SELECT fk_id FROM target_table WHERE fk_id NOT IN (SELECT pk_id FROM referenced_table);
Column Value Check
When we combine data from multiple application system sources there are situations where need to perform checks at a column level to ensure data formats and contraints like non-null values are validaed. These requirements checks need to performed as soo as data is captured to ensure they are handled early.
SELECT id FROM source_table WHERE col1 IS NULL OR col2 IS NULL;
Very import recommendations
- Use ETL tools or scripts if possible. Dont build this.
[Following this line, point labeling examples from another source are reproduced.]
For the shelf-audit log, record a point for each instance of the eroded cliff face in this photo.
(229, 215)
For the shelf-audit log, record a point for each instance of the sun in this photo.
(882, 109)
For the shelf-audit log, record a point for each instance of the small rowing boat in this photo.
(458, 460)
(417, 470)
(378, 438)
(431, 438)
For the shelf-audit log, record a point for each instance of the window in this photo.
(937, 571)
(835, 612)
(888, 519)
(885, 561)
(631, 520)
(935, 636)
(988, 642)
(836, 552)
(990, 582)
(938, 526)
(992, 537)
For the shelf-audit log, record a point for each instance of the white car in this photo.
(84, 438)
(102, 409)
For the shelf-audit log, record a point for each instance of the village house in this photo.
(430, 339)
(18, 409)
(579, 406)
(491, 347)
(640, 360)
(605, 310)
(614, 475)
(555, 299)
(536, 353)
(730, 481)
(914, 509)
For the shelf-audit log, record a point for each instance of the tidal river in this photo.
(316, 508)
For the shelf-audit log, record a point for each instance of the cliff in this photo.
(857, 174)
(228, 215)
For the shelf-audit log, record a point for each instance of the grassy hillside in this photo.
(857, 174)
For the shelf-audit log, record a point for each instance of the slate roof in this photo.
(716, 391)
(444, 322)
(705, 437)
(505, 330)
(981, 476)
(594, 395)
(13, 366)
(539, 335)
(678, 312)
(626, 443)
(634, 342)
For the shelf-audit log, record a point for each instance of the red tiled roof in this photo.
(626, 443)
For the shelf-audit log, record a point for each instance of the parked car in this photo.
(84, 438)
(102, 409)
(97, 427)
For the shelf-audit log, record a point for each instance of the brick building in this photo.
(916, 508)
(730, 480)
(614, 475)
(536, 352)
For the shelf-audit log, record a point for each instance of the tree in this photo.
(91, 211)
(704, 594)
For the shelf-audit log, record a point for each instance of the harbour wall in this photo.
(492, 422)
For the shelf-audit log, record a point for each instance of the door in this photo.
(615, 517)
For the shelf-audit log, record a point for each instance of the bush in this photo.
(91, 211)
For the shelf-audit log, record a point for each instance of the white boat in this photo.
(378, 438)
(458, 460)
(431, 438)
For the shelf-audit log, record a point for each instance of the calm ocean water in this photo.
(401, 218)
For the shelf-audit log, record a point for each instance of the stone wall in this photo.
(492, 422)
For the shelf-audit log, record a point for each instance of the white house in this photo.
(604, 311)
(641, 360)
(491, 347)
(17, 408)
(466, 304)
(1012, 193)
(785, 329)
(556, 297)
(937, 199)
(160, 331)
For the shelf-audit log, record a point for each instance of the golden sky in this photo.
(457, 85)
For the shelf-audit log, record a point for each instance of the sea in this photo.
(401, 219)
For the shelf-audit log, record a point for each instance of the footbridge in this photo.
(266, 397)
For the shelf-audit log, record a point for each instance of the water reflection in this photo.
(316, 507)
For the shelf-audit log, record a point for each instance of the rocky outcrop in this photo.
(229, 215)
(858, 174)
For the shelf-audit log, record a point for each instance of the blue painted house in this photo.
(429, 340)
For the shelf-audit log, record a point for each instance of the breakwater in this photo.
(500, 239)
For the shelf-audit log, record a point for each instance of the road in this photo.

These typically support legacy applications and the solutions which we would build may only be temporary.
- The AMS Team needs to continuously monitor the process to ensure it is working correctly and efficiently. Establish month audits and have validation queries to ensure counts and values are correct.
- Document the entire process, including the logic used for diff queries and any assumptions made.
- Embed consistency checks into the ETL pipelines to catch issues early in the data integration process. Use tools such as DBT to automate consistency checks and constantly keep testing. The Data Architect is required to regularly review consistency checks performed by the data engineers adn ensuure to adapt to changes in the source or target systems and business requirements.